Thanks Again keep suggestions flowing... Anyone have any thoughts on the coastline further up such as Costa Dorada??

Thanks


----------



## Goldeneye (Nov 12, 2011)

Pesky Wesky said:


> There's some information here about the north of Spain, but as I'm sure you've seen in Segovia that you don't need to go to the north of Spain to be in the country. The problem may be the climate as it can be harsh, more in the middle of the country though like Segovia Avila, Madrid...
> http://www.expatforum.com/expats/sp...g-spain/94516-northern-spain-north-spain.html


We loved the area, but we couldn't hack the climate, I don't know if we just didn't like Coimbra or we just couldn't stand being out in 40+ degrees_ 

_We really don't want really hot summers, something more temperate, I think that's what is appealing about the Canary Islands, what us unappealing is having to get on a flight to connect with Europe. 
We want to have the 'freedom to stick in a pin in the map and say ~ "Lets go explore for a week"

 Thanks


----------



## Cazzy (Nov 23, 2008)

We live in a small village in Inland Andalucia... We are 50 mins drive to Sevilla, 1 hour to Malaga, 45 mins to Cordoba and 1 hour 15 mins to Granada, 2 hours from Portugal. We consider ourselves lucky that we are so central to all these major cities, as long as you don't mind the drive, but when we get home we have the peace and quiet of a small friendly village where all the Spanish want to include you in village life. There are quite a few ex-pats spread about, so if you need a chat in English you can.


----------



## Goldeneye (Nov 12, 2011)

Alcalaina said:


> Good advice from Leper. Wherever you land up, you make your own life according to your needs and desires.
> 
> Come and check out the rest of Cadiz province - I see you got as far as Arcos! The Costa de la Luz on the Atlantic coast is fabulous, wild and windswept, and much cheaper than the Mediterranean costas. It is busy when the Spanish take their holidays in July and August but you can have the beach to yourself in September. There are loads of pretty pueblos blancos in the sierras, and plenty of culture in cities like Cadiz and Jerez. 2012 is party time in Cadiz city because it's the bicentenary of the 1812 Spanish Constitution, drawn up there after Napoleon's departure. Seville is a short train ride away.
> 
> There are a fair number of English speakers but they are more spread out and tend not to live in ghettoes. They are either running small businesses, or retired like us.

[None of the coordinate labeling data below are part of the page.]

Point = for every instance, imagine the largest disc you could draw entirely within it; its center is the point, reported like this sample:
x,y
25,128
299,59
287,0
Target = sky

It's amazing how fast 6 weeks goes by, we had dismissed that region without exploring. In Ronda I was chatting with a 'local' (German/American) while he was out walking the dogs, he suggested that I should look at Cadiz, Jerez area, he referred to CDS as Costa Del Crime, saying that ex-pats are moving inland and those that initally moved inland are moving still further Inland, and organized crime is becoming a real problem.

Cateto.... You are looking to upsticks and find a move to a different part of Spain ~ Why ?

Cheers


----------



## 90199 (Mar 21, 2010)

I like your post about Canada and being an immigrant. People here often address us in German, for here the locals think all foreigners are Germans. I am always amused by the look of horror and amazement when we tell them that we do not speak German.

We had been away for a while, and when we returned a lady serving in a bar asked me if it was cold in Germany, the bloke on the stool next to me nearly spilt his drink when I replied, " I don't know I'm English,"

Your choice of location is going to be difficult, the outcome will be most interesting.


----------



## Alcalaina (Aug 6, 2010)

Goldeneye said:


> It's amazing how fast 6 weeks goes by, we had dismissed that region without exploring. In Ronda I was chatting with a 'local' (German/American) while he was out walking the dogs, he suggested that I should look at Cadiz, Jerez area, he referred to CDS as Costa Del Crime, saying that ex-pats are moving inland and those that initally moved inland are moving still further Inland, and organized crime is becoming a real problem.
> 
> Cheers


Organised crime on the Costa del Sol is nothing new. Marbella was the traditional hang-out for criminals from the UK when there was no extradition between the UK and Spain; these days the nationalities might have changed, but unless you go looking for it you would never know. 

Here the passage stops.